In fact, autoimmune lymphoproliferative syndrome (ALPS), MS, type 1 diabetes and multiple autoimmune syndrome, have been linked to decreased Fas functionality [68] and, as discussed previously, antioxidants may up-regulate Fas and FasL in vitro. Increasing evidence provides support that oxidative stress and apoptosis are closely related physiological phenomena and are implicated in diseases including autoimmune diseases. Therefore molecules that target both apoptosis-related signal transduction and oxidative stress, like antioxidants, are likely to result in the improvement of these pathologies. A novel possible approach to modulate immune system thus preventing autoimmunity or transplant rejection is the activation of cytoprotective and antioxidant enzymes such as HO-1. Heme oxygenase-1, the inducible isoform of HO, is a key protein in the cell stress response and its up-regulation is a common event during pro-inflammatory conditions [11,69-72]. Recent work clearly demonstrated that regulatory T cells overexpress HO-1 and release CO under pro-oxidant conditions. Carbon monoxide may inhibit the proliferation of effector T cells, thus reducing the immune response and prevent autoimmunity and/or graft reaction [73,74]. Dietary antioxidants, in particular polyphenols, has been shown to increase HO-1 expression in different in vitro systems [3,75,76] and the potential use of this natural substances to regulate immune response should be carefully addressed.
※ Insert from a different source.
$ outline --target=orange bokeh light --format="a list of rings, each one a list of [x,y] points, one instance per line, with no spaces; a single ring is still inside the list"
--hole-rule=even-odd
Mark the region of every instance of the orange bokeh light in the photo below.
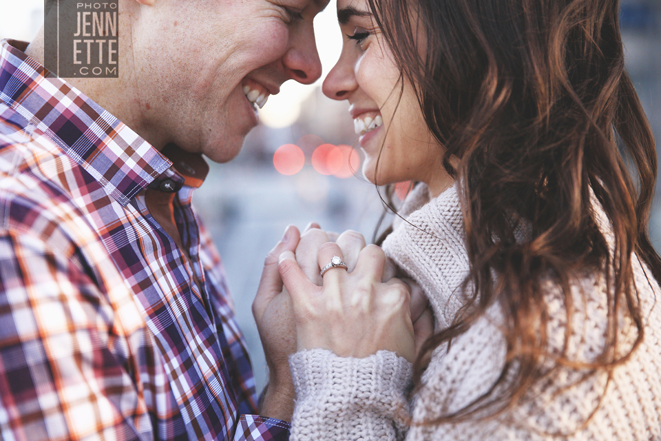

Antioxidants, Cancer And Neurodegenerative Disorders It is well known that the dietary consumption of fruits, vegetables, herbs, or their phytochemical constituents aid in cancer prevention [77-79]. 

It is believed that the antioxidant properties of such foods protect cells from ROSmediated DNA damage that can result in mutation and subsequent carcinogenesis. ROS-induced DNA damage can take many forms, ranging from specifically oxidized purine and pyrimidine bases, to DNA lesions such as strand breaks, sister chromatid exchanges (SCEs), and the formation of micronuclei [80]. However, the equation "antioxidant = benefit" is not always true. In vivo experiments demonstrated that retinol increases both the humoral and the cell-mediated immune response and could enhance immune surveillance against tumorigenesis [81-83]. Retinol may influence the immune response by quenching free radicals, which could lower the level of immunosuppressing lipid peroxides, alter arachidonic acid metabolism, etc. [82,84]. In the last few years many studies have been conducted to investigate the effects of vitamins on disease prevention. The first results have been encouraging and a wide number of people are taking antioxidant supplements with the aim to improve their health. These studies, initially, have shown that a high consumption of fruit and vegetables decreases risks of lung cancer in healthy individuals and a combination of β-carotene, vitamin E and selenium reduced stomach cancer mortality in China [85,86]. Conversely, supplemental β-carotene alone or in combination with retinol or vitamin E did not have any effect on cancer risk, or increased the development of lung cancer in smokers [87,88].